Student employees face the risk of losing wages and jobs as Berkeley businesses struggle amid the COVID-19, or the new coronavirus, pandemic.
UC Berkeley has requested that all staff members, including student workers, work remotely unless they are responsible for essential operations jobs, according to campus spokesperson Janet Gilmore. For students who work off-campus, however, many have lost their jobs with businesses in Berkeley temporarily closing.
“I literally used my last paycheck to pay my last month’s rent, and now since I can’t work for the remainder of this month, I don’t have the necessary funds to pay my rent,” said campus junior Melania Hernandez, who recently lost her job at Ross in Emeryville, California after the store temporarily closed.
An urgent ordinance passed by Berkeley City Council on March 17 prevents commercial and residential tenants from being evicted from their residences if the eviction was caused by the COVID-19 pandemic.

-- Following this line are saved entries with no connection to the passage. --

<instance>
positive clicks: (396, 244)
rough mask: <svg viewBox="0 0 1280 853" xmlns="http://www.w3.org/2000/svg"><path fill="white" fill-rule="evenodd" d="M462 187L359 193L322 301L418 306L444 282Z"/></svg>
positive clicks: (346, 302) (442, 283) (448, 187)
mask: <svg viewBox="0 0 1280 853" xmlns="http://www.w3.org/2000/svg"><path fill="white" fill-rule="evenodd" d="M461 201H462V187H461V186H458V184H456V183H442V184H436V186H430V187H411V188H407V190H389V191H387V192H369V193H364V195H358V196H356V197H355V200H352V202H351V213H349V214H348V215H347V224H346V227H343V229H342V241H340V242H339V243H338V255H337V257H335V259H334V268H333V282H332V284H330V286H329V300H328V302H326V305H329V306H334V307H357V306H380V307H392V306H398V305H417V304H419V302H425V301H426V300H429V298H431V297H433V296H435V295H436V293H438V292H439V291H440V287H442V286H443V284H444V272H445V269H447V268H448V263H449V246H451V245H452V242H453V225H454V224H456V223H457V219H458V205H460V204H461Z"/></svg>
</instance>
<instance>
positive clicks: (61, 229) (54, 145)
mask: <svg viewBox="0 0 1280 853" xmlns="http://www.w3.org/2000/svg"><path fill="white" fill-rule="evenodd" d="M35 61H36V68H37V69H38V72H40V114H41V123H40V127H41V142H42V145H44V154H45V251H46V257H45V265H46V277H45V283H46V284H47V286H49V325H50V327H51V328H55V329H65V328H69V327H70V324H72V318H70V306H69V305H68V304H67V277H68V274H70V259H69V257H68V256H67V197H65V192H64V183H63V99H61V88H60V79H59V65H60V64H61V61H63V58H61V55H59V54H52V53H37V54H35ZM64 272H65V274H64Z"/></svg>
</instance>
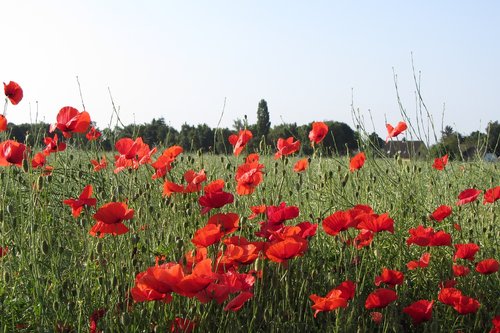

Students who are facing financial crises are encouraged to apply for campus assistance from the Basic Needs Center and the campus financial aid office, according to Gilmore. Students, however, have expressed concern over receiving loans from campus.
“You do have the option to take out the loan, it’s just, I’m afraid to take them out,” Hernandez said. “If I don’t have the money now, it makes me think I can’t have the money later to pay those loans.”
UC Berkeley announced March 16 in an executive order that it will provide 128 hours of paid administrative leave for all employees who are unable to work due to the pandemic.
The federal government will be providing student employees with their share of their wages through the end of the semester even if they are unable to work, according to Gilmore. She added that the campus will also continue to pay its share through the end of the semester.
Undocumented students, however, are unable to receive assistance from the federal government and may be more vulnerable, according to campus doctoral student Rumur Dowling.
In an effort to provide financial assistance to not only members of the campus community but also the wider East Bay area, Dowling and campus professor of English and comparative literature Anne-Lise Francois launched the Cal COLA Mutual Aid / Financial Emergency Fund.
The program has received about 140 student applications and has distributed about $6,000 to 40 of those students, according to Dowling. About 80 students remain on the waitlist, as of press time.
“It would be really nice if the school can look at these cases of students who do not receive a complete (financial aid) package and try to find ways that they can support us,” said campus junior Lesly Arellano.